All About Sponsored Transactions

Among Sui Move innovations, sponsored transactions removes a huge hurdle in onboarding users unfamiliar with Web3 conventions.

All About Sponsored Transactions

Move on Sui includes functionality that lets builders pay the gas fees for some or all of their app transactions, eliminating one of the biggest hurdles users face in moving to Web3. Typically on Web3 networks, users pay what's called a gas fee to use an app. Sui's sponsored transaction functionality eliminates this friction for builders willing to adopt it.

The need to install a wallet and buy tokens to pay gas fees will instantly turn off many potential users, especially those used to the multitude of seemingly free Web2-based apps available. Although familiar apps such as Gmail and Facebook cost money to develop and maintain, their purveyors recoup costs and earn profits through advertising rather than charging users directly for network access.

Web3 needs more sophisticated revenue models to grow its user base, and sponsored transactions give builders that capability. With sponsored transactions, builders can pay the gas fees incurred by users of their apps and explore revenue models to cover their costs, from advertising to trialware to subscriptions.

Sponsorship strategies

The Sui documentation on sponsored transactions describes three implementation methods:

  • User-initiated transactions
  • Sponsor-initiated transactions
  • GasData object-based transactions

In a user-initiated transaction, the user creates a GasLessTransactionData object, possibly as a function of an app, which gets sent to the builder for approval. The builder then initiates and signs a TransactionData object, which includes data on the gas fees. That structure goes back to the user to sign, then gets sent on to the Sui network for processing.

The actions required in this type of sponsored transaction would typically be automated in an app, making the back-and-forth invisible to the user. However, the builder needs to create a backend to manage approvals and gas fee payments.

Sponsor-initiated transactions give builders a means of directly sending gas fees to users, opening up a variety of promotional models to grow app use. Using this method, a builder creates a TransactionData object which essentially pre-authorizes a transaction, including assignment of gas fees to the builder. The builder can send the TransactionData object to a user via email, instant messaging, or any other type of Internet-based messaging.

This method works for direct email promotions, reaching out to potential users who may know nothing about Web3. The TransactionData object could allow for a limited trial, after which the user would need to pay for continued use of an app, or potentially bring the user into an ad-sponsored experience.

The third method requires that the builder first creates a GasData object, which defines the gas fee budget, and sends it to a user. The user, likely in the context of an app, creates a TransactionData object, signs it, and sends it back to the builder. The builder signs this object and sends it to the network for processing.

Of course, instead of directly sending objects between the user and builder, as with a sponsor-initiated transaction, the GasData and TransactionData objects are likely part of an app workflow.
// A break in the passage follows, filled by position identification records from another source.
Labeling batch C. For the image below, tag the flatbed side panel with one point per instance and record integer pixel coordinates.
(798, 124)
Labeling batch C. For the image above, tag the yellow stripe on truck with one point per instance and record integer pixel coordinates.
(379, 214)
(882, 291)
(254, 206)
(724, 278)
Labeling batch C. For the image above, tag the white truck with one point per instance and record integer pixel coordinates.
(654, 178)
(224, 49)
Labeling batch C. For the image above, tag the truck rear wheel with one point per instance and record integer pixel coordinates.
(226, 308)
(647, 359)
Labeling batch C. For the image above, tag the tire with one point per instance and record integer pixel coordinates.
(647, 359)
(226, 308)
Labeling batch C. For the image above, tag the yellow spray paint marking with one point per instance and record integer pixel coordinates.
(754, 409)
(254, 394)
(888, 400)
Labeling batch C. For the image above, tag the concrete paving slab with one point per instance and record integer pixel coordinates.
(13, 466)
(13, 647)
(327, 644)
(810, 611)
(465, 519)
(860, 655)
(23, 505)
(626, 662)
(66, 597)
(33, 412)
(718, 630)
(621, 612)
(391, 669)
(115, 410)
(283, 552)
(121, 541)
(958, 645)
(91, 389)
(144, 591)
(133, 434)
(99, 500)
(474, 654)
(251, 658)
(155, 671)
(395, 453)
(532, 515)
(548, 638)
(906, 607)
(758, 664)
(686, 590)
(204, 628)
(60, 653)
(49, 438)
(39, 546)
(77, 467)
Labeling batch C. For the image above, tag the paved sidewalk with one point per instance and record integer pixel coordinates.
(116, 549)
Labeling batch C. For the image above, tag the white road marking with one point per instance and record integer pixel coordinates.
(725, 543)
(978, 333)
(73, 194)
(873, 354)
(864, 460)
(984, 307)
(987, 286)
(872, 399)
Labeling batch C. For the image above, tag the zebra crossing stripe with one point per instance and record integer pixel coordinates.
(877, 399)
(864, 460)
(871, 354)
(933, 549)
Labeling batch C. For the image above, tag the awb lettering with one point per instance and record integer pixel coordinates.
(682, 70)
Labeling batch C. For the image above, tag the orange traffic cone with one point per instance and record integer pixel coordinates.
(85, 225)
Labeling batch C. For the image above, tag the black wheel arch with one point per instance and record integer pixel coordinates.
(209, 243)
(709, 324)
This method can be likened to giving the user a debit card which they can only use to pay an app's gas fee.

Revenue models

As Web2 models prove, with a sufficiently large user base builders can earn a lot through advertising models, enough to pay capital costs and earn a profit. Most web apps use existing ad networks to generate revenue, which generally make it easy to integrate display ads or other types of advertising. Google's ad network is one of the better known, but builders should research networks that meet their needs.

Where ads might work for apps that focus on user browsing, game and utility app builders may want to consider trialware, premium services, or add-ons. For example, a builder may offer a utility with basic functionality, and unlock premium features for a price. Under this model, the builder would need to pay the gas fees for all transactions from the basic and premium versions of the utility, and bet on the revenue from the premium version covering the total transaction fees. Add-ons work well for games, where a user may want to buy new levels to play or in-game equipment.

These latter models could be paid for using a software subscription service, paid for through fiat currency, or engineered on Sui. There are a number of software subscription services, some traditional and some competing directly in the Web3 market, that builders can research to support their apps. As a completely Sui-based model, a builder could require payment for subscriptions or add-ons in SUI tokens, although that may defeat the purpose of sponsored transactions.

Mainstream adoption

Sui's mission is to move the next billion people to Web3. Sui supports that mission technically through its highly performant, scalable network and low, predictable gas fees. Coupled with that environment, Move on Sui gives builders the tools to create a new generation of apps.

Sponsored transactions, along with other user-friendly features of Sui, pave the way to onboard people with no Web3 experience. They abstract away the unique technical aspects of using tokens and wallets and eliminate a roadblock to mainstream growth.